I2-NeRF: Learning Neural Radiance Fields Under Physically-Grounded Media Interactions
This work addresses the challenge of accurate 3D scene reconstruction in degraded media like underwater or haze for applications in generative AI and computer vision, representing an incremental advancement over existing NeRF methods.
The paper tackles the problem of enhancing 3D perception in neural radiance fields under media degradation by proposing I2-NeRF, which improves reconstruction fidelity and physical plausibility through a reverse-stratified upsampling strategy and a radiative formulation for media interactions.

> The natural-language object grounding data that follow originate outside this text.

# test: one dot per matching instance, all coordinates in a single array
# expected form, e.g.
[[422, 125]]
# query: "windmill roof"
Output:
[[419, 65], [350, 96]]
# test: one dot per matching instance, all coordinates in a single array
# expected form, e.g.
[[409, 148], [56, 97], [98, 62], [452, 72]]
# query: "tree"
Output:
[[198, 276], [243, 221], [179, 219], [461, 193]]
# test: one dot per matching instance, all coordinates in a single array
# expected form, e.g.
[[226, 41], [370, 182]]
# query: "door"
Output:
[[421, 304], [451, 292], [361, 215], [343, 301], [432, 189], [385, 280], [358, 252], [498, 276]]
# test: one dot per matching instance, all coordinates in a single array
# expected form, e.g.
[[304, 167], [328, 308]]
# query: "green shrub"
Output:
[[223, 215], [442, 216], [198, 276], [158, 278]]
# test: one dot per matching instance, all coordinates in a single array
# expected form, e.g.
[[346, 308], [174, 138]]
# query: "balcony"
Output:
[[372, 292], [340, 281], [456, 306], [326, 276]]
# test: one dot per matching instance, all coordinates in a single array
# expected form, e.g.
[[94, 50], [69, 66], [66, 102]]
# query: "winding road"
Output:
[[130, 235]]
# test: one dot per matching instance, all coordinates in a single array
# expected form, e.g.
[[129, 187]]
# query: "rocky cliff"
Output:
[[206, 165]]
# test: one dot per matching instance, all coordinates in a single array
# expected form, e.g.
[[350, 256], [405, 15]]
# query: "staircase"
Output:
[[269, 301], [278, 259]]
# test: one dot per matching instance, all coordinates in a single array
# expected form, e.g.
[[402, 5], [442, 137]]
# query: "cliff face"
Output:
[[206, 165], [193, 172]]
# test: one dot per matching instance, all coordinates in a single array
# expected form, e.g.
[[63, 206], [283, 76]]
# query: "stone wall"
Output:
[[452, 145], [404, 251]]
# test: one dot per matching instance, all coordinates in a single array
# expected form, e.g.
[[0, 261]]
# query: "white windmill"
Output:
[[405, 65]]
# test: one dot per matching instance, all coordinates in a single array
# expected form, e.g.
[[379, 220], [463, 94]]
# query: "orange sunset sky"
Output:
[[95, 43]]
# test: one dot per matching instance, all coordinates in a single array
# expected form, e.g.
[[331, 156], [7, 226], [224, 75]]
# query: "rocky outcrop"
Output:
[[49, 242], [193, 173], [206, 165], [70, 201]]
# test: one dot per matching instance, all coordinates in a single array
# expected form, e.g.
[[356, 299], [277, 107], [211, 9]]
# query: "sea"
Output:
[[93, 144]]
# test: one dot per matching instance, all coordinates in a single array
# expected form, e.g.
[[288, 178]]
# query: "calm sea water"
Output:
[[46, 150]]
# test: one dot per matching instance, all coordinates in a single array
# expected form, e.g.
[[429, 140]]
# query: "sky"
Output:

Participating in efforts to endow generative AI with the 3D physical world perception, we propose I2-NeRF, a novel neural radiance field framework that enhances isometric and isotropic metric perception under media degradation. While existing NeRF models predominantly rely on object-centric sampling, I2-NeRF introduces a reverse-stratified upsampling strategy to achieve near-uniform sampling across 3D space, thereby preserving isometry. We further present a general radiative formulation for media degradation that unifies emission, absorption, and scattering into a particle model governed by the Beer-Lambert attenuation law. By composing the direct and media-induced in-scatter radiance, this formulation extends naturally to complex media environments such as underwater, haze, and even low-light scenes. By treating light propagation uniformly in both vertical and horizontal directions, I2-NeRF enables isotropic metric perception and can even estimate medium properties such as water depth. Experiments on real-world datasets demonstrate that our method significantly improves both reconstruction fidelity and physical plausibility compared to existing approaches.